Application of in-situ heat generation plugging removal agents in removing gas hydrate: A numerical study

Abstract

Under the condition of low temperature and high pressure, natural gas will form solid gas hydrates in oil and gas wellbore and pipeline, resulting in blockage, pressure increase, production reduction, and even shutdown. Methods such as heat preservation, heating, and injection of inhibitors are often used in engineering to avoid the formation of hydrates. The latter, injection of inhibitors, is the most widely used means of hydrate prevention and control at present. A special inhibitor, namely an in-situ heat generation plugging removal agent, has the advantages of both heating and chemical plugging removal and is a kind of hydrate inhibitor with great potential. In this study, a new mathematical model is developed based on hydrate phase equilibrium thermodynamics and decomposition kinetics, which is used to solve the heat and mass transfer problems in the plugging removal process of the gas hydrate by using in-situ heat generation plugging removal agents. Numerical simulation is used to solve the mathematical model, and the plugging removal process and parameter variation of pure in-situ heat generation system (high/medium/low temperature), electrolyte in-situ heat generation system (containing Na+/Mg2+), and alcohol in-situ heat generation system (containing MeOH/DEG) are studied respectively. Based on the experimental results, the quantitative relationship between the plugging removal time, the dosage, and the concentration of the plugging removal agent is calculated and analyzed. Our proposed model is verified through experimental study and the calculated values of the mathematical model are in good agreement with the experimental values under different working conditions.
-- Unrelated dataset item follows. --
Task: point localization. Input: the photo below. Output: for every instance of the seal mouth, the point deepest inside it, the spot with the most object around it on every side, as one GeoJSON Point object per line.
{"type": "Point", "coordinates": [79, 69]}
It is concluded that the rapid removal of hydrates and the prevention of secondary formation of hydrates can be achieved by configuring the high-temperature in-situ heat generation plugging removal agents, and the efficiency of plugging removal can be enhanced by adding appropriate concentration of electrolyte and alcohol without changing the heating property of the original plugging removal agent. This study can provide theoretical guidance for the safety of oil and gas flow and the efficient development of hydrate.